00:04:54: And Ryan Fukushima shared news about Tepispixel getting FDA-FiveTenK clearance for enhanced cardiac imaging.

00:05:00: That clearance means it's substantially equivalent to existing tech, right?

00:05:03: Their goal seems clear.

00:05:04: Provide more complete info, integrate different data types, basically move medicine from subjective art towards, well, more precise science.

00:05:11: Getting the full picture.

00:05:12: And diagnostic AI generally is really daining steam.

00:05:16: Komeil Nasrelahi mentioned Tempest AI using Page's massive pathology slide library acquired recently to seriously improve cancer diagnosis.

00:05:25: That's leveraging huge data sets.

00:05:27: And outside cancer, cited health just secured, was it, forty four million dollars for a platform to detect esophageal disease early.

00:05:35: So real progress in key diagnostic areas.

00:05:38: And on the pure innovation front, this is pretty cool.

00:05:40: Robert Slippin talked about continuous protein and inflammation monitoring.

00:05:44: Think CGM, but for way more biomarkers.

00:05:47: He even called it potentially the most important advance yet for precision health.

00:05:51: It's powered by these wearable biosensors from Shayna Kelly's team.

00:05:54: I mean, imagine the proactive health possibilities.

00:05:57: Absolutely transformative potential there.

00:05:59: And then Pira Fattacari showed that the FDA cleared the Apple Watch for hypertension detection.

00:06:03: Just think about the impact of an everyday wearable, flagging, high blood pressure.
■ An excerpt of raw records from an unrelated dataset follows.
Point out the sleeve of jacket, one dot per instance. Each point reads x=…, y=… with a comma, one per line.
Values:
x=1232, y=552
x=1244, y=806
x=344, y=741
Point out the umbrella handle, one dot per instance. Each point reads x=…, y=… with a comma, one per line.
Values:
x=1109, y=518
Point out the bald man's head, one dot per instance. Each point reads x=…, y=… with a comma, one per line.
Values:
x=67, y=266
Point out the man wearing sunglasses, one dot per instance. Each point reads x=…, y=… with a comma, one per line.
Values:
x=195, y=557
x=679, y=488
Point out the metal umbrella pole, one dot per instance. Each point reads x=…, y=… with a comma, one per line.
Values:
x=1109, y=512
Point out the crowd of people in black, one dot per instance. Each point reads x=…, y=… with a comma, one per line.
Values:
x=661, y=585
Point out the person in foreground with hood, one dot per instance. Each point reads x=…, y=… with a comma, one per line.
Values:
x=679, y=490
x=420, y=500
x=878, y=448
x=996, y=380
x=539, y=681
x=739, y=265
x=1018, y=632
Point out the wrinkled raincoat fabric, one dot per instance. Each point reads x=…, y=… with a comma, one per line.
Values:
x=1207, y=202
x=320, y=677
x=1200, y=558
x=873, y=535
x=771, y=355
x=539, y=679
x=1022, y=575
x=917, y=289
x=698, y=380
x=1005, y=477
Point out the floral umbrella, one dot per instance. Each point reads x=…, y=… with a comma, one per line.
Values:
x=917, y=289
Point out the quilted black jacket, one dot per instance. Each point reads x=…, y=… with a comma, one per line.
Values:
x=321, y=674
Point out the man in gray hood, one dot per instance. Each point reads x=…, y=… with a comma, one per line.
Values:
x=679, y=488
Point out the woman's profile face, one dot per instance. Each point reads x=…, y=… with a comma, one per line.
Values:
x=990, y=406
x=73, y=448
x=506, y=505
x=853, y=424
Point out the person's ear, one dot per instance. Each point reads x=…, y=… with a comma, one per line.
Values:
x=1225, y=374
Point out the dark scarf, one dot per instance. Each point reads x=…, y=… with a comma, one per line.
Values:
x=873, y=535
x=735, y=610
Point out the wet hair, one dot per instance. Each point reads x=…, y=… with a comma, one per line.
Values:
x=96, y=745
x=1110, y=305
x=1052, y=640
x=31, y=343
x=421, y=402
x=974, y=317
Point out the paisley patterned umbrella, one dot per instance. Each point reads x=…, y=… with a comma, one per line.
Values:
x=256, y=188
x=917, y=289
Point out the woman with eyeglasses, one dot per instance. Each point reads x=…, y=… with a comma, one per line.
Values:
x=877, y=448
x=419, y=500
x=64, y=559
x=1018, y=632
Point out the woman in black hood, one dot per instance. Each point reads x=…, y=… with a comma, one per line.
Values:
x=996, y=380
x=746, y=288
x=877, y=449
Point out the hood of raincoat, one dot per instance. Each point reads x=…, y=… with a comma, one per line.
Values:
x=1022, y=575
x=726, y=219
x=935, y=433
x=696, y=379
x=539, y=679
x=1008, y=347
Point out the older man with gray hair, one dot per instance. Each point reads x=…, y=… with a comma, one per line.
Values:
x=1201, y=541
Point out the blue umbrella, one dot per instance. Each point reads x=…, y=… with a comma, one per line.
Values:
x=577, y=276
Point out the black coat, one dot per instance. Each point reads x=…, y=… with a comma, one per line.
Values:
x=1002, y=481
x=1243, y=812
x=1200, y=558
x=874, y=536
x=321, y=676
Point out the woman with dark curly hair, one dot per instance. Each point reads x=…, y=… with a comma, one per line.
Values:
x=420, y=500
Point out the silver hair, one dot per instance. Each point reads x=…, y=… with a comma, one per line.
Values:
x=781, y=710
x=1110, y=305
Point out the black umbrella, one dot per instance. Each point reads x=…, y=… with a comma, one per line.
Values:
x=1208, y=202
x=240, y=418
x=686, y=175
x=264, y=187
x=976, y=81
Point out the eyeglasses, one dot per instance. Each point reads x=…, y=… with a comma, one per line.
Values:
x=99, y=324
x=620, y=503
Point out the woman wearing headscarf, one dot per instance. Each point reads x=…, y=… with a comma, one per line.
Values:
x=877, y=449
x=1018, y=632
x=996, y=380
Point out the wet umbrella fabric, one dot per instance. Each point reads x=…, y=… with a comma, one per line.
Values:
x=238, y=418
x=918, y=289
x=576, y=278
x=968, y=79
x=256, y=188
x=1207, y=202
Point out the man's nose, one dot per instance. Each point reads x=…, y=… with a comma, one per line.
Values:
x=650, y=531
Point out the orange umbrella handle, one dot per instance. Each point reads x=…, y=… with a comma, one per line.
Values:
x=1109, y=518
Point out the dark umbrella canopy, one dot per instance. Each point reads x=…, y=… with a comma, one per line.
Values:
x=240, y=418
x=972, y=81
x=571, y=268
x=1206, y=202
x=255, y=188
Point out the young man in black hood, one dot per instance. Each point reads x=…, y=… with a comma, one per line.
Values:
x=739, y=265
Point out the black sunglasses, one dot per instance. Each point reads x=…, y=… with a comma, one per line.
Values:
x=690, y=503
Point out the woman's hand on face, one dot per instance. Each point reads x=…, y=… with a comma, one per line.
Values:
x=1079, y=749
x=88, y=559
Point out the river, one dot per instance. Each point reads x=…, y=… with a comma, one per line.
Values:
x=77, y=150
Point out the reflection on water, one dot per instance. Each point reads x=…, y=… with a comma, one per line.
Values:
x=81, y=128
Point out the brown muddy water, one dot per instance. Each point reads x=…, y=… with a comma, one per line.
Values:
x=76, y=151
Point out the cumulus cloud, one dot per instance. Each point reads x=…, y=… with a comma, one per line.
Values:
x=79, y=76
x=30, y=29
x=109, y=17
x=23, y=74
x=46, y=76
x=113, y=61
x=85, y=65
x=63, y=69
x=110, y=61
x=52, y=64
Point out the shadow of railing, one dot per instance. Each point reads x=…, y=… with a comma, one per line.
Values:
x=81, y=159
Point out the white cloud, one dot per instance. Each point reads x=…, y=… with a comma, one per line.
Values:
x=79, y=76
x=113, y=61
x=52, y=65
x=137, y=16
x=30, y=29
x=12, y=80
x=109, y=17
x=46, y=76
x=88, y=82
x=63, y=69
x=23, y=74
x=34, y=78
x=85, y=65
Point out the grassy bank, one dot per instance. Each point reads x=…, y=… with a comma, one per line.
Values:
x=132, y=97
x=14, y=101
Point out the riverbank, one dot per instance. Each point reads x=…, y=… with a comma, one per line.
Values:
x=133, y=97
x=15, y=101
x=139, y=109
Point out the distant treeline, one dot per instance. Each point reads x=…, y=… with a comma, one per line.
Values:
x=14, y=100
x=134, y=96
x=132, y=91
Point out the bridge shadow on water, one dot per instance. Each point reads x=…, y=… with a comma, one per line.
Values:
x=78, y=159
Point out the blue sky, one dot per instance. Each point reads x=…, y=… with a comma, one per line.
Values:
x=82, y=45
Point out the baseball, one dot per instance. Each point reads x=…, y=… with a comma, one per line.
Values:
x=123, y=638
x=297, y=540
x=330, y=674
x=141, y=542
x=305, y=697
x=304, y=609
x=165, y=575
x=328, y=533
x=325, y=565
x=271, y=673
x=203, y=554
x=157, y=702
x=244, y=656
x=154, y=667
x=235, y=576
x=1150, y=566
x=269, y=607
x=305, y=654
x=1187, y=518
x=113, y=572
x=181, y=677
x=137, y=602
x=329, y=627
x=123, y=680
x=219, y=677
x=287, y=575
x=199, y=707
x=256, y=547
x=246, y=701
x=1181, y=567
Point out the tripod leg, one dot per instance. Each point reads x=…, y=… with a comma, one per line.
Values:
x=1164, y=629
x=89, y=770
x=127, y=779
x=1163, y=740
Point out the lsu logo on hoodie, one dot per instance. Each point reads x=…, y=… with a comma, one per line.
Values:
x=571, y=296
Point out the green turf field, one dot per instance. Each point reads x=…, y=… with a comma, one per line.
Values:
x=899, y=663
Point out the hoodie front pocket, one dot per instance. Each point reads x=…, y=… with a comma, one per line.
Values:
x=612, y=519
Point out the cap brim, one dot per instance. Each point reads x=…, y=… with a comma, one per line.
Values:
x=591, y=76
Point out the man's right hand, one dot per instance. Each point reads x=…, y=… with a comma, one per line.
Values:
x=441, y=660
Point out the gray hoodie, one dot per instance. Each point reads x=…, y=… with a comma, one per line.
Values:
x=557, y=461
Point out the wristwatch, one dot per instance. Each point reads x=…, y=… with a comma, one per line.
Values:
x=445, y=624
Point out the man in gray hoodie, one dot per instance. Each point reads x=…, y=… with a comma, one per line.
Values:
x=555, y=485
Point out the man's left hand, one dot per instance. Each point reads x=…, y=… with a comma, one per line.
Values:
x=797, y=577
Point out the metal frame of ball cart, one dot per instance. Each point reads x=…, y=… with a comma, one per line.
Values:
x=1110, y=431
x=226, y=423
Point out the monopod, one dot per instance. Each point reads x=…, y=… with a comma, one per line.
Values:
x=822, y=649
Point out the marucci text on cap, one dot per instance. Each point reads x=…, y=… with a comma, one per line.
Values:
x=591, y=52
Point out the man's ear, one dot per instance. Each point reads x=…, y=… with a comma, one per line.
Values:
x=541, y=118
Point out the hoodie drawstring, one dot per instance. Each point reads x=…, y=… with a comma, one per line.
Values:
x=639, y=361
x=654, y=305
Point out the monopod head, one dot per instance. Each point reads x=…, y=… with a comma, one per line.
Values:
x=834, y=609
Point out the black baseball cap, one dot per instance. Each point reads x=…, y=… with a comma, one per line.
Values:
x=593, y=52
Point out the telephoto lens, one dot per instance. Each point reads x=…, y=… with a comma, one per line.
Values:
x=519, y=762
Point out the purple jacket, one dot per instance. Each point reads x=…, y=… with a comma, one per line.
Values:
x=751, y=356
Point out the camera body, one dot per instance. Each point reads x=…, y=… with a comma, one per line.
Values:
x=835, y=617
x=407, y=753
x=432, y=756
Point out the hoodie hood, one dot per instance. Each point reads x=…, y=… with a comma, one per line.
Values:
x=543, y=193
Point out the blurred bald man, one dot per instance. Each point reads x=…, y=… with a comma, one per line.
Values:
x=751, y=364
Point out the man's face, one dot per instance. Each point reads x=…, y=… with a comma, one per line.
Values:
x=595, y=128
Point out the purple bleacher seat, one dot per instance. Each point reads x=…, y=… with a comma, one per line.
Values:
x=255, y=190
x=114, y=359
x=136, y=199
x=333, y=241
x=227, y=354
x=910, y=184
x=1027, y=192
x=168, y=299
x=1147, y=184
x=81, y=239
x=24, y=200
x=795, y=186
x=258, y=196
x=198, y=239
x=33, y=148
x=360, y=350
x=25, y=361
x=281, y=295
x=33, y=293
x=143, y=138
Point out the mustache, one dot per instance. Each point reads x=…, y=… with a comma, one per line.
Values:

00:06:07: It could be huge for cardiovascular and renal health.

00:06:10: enabling earlier intervention, bringing powerful insights right to the individual seamlessly.

00:06:16: Which all comes back to getting clinicians on board, right?

00:06:19: And that seems tied to tools that actually reduce their workload, cut down on alarm fatigue, and just fit into their day.

00:06:26: Patrick Mann's highlighted how Philip CMU, for example, cuts through the noise, prioritizes alerts, helps create a calmer care environment.

00:06:33: It tackles that crazy statistic up to three hundred and fifty alarms per patient per day.

00:06:38: Imagine relieving that cognitive load.

00:06:40: Yeah, that's huge.

00:06:41: Federa Company has echoed that the really impactful AI apps right now are things like medical imaging, diagnostics, automating clinical documentation, which is big burnout fighter, and risk prediction alerts.

00:06:53: The more complex stuff is still much but these foundational uses, they're making a difference now.

00:06:59: So what's the next step for AI in the clinic?

00:07:01: Youngcha's point was interesting.

00:07:03: He said, current AI handles sort of slices of cognition, specific tasks, but a future AI doctor needs to integrate everything orchestrated across the whole job from notes to executing rules to much more holistic vision.

00:07:15: And for tricky diagnoses, Jacob Plummer noted that explainable AI.

00:07:19: like Aida Health, can actually slash the time it takes to get a correct diagnosis for complex conditions globally.

00:07:26: Connecting patients to the right therapy faster, even in top health systems, that explainable part is key for trust.

00:07:33: Definitely.

00:07:34: And then Yolbak has shared that GBT-V hit ninety-three percent accuracy on radiation oncology exams.

00:07:40: Yeah.

00:07:40: That's, well, that's staggering.

00:07:42: significantly better than older versions.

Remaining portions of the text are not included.